L’incontro, dal titolo “Tracce di tempeste solari negli anelli degli alberi: il Miyake event del 5259 a.C. nel sito neolitico de La Marmotta”, vedrà come relatrice Maria Ivana Pezzo del Laboratorio di Dendrocronologia della Fondazione Museo Civico di Rovereto. Il tema unisce archeologia, astronomia e scienze naturali in un dialogo particolarmente suggestivo, perché mostra come eventi cosmici lontanissimi nel tempo possano ancora essere letti dentro la materia viva del passato.
Un segnale cosmico conservato nel legno del Neolitico
Settemila anni fa, una tempesta solare di eccezionale intensità lasciò un’impronta negli alberi allora esistenti, fissandosi nei loro anelli di crescita come una traccia invisibile all’occhio comune ma preziosa per gli studiosi. Questo tipo di evento, noto come Miyake event, rappresenta oggi uno degli strumenti più interessanti per affinare la datazione di contesti archeologici molto antichi, perché permette di ancorare con maggiore precisione cronologie spesso complesse da definire.
Il sito della Marmotta, datato alle fasi iniziali del Neolitico e noto per l’eccezionale conservazione dei resti lignei, offre in questo senso un terreno di ricerca straordinario. Proprio su quei materiali si concentra il lavoro portato avanti dalla Fondazione Museo Civico di Rovereto insieme all’Università La Sapienza di Roma e all’Università di Berna. La presenza di legni ben conservati consente infatti di cercare queste impronte ecologiche antichissime e di trasformarle in indicatori cronologici di grande affidabilità.
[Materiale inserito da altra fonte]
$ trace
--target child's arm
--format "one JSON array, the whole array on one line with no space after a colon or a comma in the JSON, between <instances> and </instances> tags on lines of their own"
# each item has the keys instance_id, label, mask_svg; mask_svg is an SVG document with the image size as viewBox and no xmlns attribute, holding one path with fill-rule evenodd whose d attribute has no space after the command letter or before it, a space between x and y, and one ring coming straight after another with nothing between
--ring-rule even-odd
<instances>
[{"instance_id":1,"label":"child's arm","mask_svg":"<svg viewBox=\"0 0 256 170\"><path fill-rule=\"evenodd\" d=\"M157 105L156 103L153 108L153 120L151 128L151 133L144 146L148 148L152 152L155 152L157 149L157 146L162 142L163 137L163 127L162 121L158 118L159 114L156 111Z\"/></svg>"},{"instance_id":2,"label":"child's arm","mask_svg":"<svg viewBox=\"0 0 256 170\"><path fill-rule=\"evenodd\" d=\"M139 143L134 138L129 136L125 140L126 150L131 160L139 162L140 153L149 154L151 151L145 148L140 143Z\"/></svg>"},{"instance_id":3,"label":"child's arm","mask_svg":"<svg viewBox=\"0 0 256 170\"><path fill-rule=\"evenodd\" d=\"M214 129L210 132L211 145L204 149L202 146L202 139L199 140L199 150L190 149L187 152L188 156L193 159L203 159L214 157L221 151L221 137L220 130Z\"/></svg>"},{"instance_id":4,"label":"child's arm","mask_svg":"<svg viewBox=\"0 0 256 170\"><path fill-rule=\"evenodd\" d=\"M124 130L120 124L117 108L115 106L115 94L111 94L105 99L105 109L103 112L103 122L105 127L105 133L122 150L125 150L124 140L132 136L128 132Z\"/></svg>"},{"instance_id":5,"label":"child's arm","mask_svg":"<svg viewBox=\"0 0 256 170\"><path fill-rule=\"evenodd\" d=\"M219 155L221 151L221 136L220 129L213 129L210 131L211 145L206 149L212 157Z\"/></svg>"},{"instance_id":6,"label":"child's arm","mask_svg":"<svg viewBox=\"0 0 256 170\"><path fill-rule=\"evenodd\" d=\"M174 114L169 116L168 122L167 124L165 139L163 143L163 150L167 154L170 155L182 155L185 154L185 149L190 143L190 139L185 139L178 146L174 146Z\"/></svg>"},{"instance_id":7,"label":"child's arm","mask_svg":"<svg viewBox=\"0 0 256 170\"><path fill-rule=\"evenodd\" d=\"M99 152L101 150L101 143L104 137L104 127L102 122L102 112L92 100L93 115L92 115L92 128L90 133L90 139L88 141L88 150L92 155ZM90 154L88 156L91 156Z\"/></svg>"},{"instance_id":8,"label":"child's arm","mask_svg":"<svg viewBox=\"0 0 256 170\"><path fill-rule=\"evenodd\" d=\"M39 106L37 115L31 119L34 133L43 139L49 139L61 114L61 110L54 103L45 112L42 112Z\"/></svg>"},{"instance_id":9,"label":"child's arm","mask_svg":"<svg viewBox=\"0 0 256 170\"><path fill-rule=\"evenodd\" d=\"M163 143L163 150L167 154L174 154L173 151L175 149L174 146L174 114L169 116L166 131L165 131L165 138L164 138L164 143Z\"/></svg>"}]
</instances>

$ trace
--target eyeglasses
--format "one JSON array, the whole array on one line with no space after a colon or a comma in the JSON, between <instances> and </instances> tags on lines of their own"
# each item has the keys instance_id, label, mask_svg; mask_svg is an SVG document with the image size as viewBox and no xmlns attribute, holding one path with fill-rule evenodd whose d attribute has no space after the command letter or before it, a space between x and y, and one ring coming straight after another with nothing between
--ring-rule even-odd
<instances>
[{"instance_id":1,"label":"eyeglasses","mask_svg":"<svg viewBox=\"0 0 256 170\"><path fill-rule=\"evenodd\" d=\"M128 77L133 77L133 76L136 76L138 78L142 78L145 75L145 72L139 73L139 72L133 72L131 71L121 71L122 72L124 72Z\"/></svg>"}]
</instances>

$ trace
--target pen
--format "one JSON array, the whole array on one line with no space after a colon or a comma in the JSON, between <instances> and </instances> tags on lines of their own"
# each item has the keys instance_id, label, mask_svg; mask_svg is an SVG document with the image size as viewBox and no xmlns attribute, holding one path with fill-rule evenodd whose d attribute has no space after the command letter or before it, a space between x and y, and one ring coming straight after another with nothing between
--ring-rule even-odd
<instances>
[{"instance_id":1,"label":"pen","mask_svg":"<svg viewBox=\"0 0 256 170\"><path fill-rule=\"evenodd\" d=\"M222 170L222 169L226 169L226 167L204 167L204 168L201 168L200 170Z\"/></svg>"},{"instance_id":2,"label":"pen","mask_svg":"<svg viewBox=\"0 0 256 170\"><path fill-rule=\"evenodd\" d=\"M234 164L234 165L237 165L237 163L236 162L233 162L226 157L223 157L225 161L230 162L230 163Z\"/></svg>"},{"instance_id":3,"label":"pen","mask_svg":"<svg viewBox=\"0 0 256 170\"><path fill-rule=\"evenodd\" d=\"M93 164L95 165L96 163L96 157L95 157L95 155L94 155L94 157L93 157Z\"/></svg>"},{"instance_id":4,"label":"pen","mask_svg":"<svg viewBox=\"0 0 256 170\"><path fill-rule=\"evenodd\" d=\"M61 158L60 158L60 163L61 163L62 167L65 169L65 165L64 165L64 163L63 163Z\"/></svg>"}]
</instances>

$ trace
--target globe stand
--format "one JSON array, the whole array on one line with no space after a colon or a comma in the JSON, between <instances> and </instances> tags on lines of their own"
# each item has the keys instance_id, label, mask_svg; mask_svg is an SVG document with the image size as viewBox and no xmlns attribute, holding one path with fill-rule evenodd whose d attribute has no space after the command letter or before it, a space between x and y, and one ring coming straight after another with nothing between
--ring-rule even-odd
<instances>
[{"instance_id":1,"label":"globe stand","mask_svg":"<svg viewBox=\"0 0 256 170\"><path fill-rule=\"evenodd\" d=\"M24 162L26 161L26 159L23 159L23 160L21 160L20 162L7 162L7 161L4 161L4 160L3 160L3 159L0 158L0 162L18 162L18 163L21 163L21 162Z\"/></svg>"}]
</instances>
La possibilità di riconoscere nel legno i segni di una tempesta solare apre prospettive che vanno oltre la semplice curiosità scientifica. Da una parte permette di ricostruire le fasi dell’attività solare su scala astronomica, dall’altra offre agli archeologi un riferimento temporale estremamente utile per collocare con più accuratezza reperti, strutture e contesti insediativi.
Un incontro che mostra la forza della ricerca interdisciplinare
L’appuntamento di Rovereto si distingue anche perché rende evidente quanto l’archeologia contemporanea sia ormai un campo di studio profondamente interdisciplinare. Il passato non viene più letto soltanto attraverso manufatti, architetture o fonti materiali in senso stretto, ma anche grazie a strumenti che arrivano dalla biologia, dalla fisica, dalle scienze della Terra e dall’analisi ambientale. In questo intreccio di competenze, gli anelli degli alberi diventano veri archivi naturali, capaci di restituire informazioni sul clima, sul tempo e persino sugli effetti di fenomeni astronomici estremi.
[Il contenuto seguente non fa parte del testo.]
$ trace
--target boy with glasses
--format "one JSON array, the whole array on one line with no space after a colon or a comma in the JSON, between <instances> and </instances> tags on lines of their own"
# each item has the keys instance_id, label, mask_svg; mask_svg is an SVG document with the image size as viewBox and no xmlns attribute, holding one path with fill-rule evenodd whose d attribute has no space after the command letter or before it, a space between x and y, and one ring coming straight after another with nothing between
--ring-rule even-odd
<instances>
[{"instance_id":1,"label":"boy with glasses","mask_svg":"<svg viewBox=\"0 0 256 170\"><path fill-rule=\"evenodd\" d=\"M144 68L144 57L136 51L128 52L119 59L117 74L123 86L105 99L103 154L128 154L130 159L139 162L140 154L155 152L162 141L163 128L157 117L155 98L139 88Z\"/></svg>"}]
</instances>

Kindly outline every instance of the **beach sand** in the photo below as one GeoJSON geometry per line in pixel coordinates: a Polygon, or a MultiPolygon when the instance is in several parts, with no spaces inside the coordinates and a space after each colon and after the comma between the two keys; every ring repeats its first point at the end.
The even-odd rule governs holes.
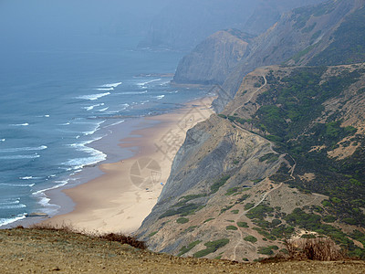
{"type": "Polygon", "coordinates": [[[186,132],[214,113],[213,100],[206,97],[172,113],[139,120],[139,129],[119,144],[134,155],[100,164],[101,176],[63,190],[75,203],[74,210],[43,223],[70,225],[86,232],[137,230],[156,204],[186,132]]]}

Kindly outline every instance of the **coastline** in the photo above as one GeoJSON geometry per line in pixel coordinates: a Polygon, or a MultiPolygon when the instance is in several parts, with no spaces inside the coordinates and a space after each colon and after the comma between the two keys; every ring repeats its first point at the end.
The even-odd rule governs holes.
{"type": "MultiPolygon", "coordinates": [[[[130,234],[137,230],[156,204],[186,132],[214,113],[213,99],[205,97],[171,113],[137,119],[127,137],[120,132],[125,124],[110,129],[110,138],[117,139],[124,153],[116,153],[119,148],[113,142],[92,144],[107,146],[107,154],[115,154],[117,162],[99,164],[99,176],[95,178],[98,173],[94,171],[94,178],[89,177],[85,184],[50,194],[52,201],[58,200],[63,206],[72,201],[73,206],[69,205],[61,208],[59,215],[36,221],[68,225],[86,232],[130,234]]],[[[88,169],[82,173],[88,177],[88,169]]]]}

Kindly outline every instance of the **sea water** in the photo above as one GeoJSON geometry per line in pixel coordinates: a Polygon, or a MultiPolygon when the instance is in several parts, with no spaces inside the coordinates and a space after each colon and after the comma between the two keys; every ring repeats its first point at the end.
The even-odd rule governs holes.
{"type": "Polygon", "coordinates": [[[89,146],[101,129],[203,96],[158,76],[173,73],[183,53],[137,50],[139,39],[82,37],[0,56],[0,227],[57,214],[45,191],[106,159],[89,146]]]}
La conferenza è a partecipazione libera e gratuita e si inserisce in un calendario che nelle settimane successive proseguirà con altri incontri dedicati ai rapporti tra ambiente e passato umano. La rassegna mantiene così una linea culturale precisa: offrire al pubblico occasioni di approfondimento rigorose ma accessibili, in grado di avvicinare non soltanto gli appassionati di archeologia, ma anche studenti, insegnanti e cittadini interessati ai grandi temi della ricerca.
Non è secondario, in questo quadro, il riconoscimento dell’attività ai fini dell’aggiornamento per gli insegnanti e del credito formativo per gli studenti della scuola secondaria di secondo grado. Anche sotto questo profilo, l’iniziativa conferma il ruolo del museo come luogo di produzione e trasmissione della conoscenza, aperto al territorio e capace di costruire connessioni tra ricerca specialistica e divulgazione pubblica.